None of which is to say that Hopkins was a saint, or that he didn't arguably deserve some of what was coming to him (only the people involved can weight in on that). By all accounts he was a horror-show to work with - the kind of all-too-common victim of his demons who was, so it's said, a real sweetheart and a real sonofabitch depending on the second you caught him in.

Hopkins died the year after New Miserable Experience was released of self-inflicted gunshot wounds.

Long live Rock n' Roll?

4) "I Got Love If You Want It," off The Excello Singles by Slim Harpo

On a lighter end-note, I love me some Blues. I've got no idea what led to my appreciation for the art form - I grew up White, arguably well-off, and in the Northeast after all - but I suspect it's the same magnetic attraction that led to The Kinks recording Harpo's song. No matter your color, "the blues ain't nothin' but a good man feelin' bad, thinkin' 'bout the woman he once was with"(to quote the wholly-unappreciated little gem of a movie, Crossroads, which manages to make Ralph Macchio semi-interesting, and which features one of the most entertaining showdown sequences I've seen - involving guitar legend Steve Vai, the devil, and a battle of musical prowess that veers from blues licks to soul to rock to classical). Harpo was an excellent harmonica player (I dabble, am fairly decent, but do not possess Harpo's naturalism or his flair for fat, open-ended note playing) and has an excellently-strange, compellingly-nasal voice. If you've never spent much time listening to the Blues, don't start here. But if you're already a fan of the genre, Harpo's one to know.

That's it for this week. What's your shuffle?

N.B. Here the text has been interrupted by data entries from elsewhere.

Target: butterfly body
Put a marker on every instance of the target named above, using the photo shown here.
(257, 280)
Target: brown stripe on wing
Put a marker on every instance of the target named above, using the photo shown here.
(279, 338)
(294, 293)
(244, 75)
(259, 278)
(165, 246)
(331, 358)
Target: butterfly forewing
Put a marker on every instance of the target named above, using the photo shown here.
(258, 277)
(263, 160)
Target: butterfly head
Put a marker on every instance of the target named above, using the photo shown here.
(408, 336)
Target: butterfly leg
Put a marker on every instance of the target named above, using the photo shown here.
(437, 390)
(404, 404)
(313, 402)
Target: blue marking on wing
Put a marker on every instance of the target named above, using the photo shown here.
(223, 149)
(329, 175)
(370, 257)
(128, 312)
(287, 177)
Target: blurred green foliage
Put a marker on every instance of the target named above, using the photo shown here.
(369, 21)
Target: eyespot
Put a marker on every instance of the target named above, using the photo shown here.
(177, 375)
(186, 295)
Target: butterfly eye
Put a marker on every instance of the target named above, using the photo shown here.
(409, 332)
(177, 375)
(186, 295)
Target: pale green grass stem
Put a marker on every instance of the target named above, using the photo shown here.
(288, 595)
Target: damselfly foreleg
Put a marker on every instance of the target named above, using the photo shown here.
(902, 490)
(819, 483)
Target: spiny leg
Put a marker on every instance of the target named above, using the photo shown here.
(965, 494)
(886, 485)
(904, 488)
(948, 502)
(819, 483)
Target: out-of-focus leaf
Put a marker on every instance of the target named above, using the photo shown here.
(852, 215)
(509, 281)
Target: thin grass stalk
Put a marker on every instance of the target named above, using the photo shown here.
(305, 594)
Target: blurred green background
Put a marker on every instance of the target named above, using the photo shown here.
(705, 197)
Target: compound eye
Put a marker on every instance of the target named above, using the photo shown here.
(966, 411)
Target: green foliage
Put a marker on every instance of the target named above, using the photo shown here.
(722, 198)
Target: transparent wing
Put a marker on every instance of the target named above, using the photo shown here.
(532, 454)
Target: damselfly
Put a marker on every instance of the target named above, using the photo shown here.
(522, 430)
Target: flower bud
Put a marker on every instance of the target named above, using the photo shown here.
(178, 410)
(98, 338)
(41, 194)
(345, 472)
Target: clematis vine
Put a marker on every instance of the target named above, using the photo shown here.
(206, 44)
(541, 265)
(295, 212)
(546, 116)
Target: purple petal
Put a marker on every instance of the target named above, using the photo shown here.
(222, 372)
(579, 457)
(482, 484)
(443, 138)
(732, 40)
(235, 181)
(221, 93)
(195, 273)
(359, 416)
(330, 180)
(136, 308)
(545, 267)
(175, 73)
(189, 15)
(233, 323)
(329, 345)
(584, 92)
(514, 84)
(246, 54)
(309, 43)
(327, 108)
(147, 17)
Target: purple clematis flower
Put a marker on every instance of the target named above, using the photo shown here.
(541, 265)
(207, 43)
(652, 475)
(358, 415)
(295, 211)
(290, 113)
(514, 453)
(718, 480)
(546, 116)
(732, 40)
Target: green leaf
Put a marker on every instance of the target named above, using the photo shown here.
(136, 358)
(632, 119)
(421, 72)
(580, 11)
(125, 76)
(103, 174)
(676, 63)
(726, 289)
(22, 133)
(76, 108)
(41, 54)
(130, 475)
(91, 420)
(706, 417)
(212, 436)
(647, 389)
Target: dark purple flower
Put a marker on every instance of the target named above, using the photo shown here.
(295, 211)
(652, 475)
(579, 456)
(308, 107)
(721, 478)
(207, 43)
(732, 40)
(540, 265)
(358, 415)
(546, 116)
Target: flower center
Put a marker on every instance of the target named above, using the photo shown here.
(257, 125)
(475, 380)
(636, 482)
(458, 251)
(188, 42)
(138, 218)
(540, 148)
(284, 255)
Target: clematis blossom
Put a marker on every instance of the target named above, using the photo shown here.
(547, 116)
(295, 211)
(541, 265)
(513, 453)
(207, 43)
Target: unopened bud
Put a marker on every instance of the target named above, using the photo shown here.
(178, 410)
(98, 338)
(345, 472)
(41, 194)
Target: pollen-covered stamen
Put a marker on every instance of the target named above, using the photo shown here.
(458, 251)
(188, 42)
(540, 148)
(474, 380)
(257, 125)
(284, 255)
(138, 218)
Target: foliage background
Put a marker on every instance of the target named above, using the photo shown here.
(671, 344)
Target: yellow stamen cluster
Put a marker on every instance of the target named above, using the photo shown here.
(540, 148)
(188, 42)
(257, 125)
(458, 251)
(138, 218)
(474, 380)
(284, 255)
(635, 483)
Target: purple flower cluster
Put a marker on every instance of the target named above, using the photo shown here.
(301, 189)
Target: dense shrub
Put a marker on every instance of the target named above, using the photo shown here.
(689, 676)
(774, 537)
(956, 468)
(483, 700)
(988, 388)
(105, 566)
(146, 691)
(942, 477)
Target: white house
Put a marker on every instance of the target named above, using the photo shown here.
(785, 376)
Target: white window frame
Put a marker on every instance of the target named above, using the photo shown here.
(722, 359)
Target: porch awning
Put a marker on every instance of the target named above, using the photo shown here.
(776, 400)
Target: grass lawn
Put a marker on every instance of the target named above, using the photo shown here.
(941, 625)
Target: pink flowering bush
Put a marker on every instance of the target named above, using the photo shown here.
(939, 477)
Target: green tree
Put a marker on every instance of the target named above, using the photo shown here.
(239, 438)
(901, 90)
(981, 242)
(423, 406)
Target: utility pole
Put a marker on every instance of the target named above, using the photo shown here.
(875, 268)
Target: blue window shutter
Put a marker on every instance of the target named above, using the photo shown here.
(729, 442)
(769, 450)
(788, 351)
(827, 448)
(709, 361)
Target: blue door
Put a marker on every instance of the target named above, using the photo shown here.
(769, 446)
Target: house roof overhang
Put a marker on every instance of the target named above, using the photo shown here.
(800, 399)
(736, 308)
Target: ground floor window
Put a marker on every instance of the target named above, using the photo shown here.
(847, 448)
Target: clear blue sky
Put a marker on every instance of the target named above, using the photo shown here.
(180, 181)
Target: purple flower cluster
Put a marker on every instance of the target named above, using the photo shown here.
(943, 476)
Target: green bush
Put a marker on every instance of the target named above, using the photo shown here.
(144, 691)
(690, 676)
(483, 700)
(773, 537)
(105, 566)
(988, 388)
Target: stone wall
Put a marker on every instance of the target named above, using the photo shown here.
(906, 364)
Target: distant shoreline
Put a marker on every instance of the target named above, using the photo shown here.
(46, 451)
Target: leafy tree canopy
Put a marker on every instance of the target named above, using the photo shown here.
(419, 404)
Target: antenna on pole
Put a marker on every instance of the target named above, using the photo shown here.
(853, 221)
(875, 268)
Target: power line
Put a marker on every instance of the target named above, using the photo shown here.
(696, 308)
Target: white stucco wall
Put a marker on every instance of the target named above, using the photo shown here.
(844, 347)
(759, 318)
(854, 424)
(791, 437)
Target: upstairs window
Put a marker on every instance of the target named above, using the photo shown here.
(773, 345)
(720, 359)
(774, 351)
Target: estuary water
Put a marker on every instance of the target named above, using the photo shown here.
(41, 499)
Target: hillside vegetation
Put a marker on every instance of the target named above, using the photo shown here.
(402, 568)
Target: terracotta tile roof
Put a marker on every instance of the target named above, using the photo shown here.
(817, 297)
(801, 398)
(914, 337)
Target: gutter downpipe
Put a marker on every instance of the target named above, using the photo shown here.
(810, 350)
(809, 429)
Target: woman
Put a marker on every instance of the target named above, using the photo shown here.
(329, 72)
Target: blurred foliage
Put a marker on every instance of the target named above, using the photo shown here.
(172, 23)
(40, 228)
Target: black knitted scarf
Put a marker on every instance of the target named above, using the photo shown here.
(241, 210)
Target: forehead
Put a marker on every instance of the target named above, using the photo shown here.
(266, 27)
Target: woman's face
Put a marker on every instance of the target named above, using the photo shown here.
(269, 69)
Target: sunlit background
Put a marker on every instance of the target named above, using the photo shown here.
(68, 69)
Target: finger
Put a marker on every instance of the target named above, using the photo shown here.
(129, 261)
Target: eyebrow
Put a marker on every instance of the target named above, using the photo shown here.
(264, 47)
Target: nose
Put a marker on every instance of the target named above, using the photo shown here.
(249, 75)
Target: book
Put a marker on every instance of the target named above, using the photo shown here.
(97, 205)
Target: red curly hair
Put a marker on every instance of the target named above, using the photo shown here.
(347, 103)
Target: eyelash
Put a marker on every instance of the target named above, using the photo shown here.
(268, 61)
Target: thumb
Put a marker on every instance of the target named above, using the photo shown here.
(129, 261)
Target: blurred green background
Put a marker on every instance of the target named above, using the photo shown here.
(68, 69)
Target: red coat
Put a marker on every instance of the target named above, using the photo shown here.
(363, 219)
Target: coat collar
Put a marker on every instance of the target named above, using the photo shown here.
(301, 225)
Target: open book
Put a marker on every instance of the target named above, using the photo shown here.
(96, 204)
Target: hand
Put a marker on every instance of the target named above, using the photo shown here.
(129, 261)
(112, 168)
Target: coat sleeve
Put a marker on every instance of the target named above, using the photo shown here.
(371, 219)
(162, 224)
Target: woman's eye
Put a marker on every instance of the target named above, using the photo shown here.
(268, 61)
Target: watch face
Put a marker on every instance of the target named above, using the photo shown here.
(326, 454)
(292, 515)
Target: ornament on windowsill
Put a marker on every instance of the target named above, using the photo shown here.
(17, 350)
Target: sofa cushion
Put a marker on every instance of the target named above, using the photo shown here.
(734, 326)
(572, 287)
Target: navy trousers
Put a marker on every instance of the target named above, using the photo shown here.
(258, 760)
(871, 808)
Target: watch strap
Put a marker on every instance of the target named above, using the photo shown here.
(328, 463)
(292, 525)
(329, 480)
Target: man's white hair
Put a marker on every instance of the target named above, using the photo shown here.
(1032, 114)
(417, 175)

  1. Your iPod continues to dazzle. I haven't heard of most of these folks, and I like it.

    Obviously, I have heard of the Gin Blossoms, but, damn, I did not know that story. Horrible stuff.

    Anyway, here's mine for the week:

    "Josie," by Steely Dan
    It just gets the eff down.

    "Ti Offro Da Bere," by Mike Patton
    If you haven't checked out Patton's "Mondo Cane" album, in which he lovingly and spectacularly takes on Italian pop songs from the 50s and 60s, do so immediately. It's just so big and beautiful.

    "Rebel Rebel," by David Bowie
    I often skip over this song. I like it, sure, but I've heard it too much. Love the whole "Diamond Dogs" album, though.

    "Sweet Charity," by Mr. Bungle
    More Mike Patton! The opening track off Mr. Bungle's masterpiece, "California," presages "Mondo Cane" in its embrace of big, orchestral, retro-pop sounds. The whole album does, really.

  2. Colonel,

    Mr. Bungle is AMAZING. "California" is a terrific album. Clearly we share a love for Patton.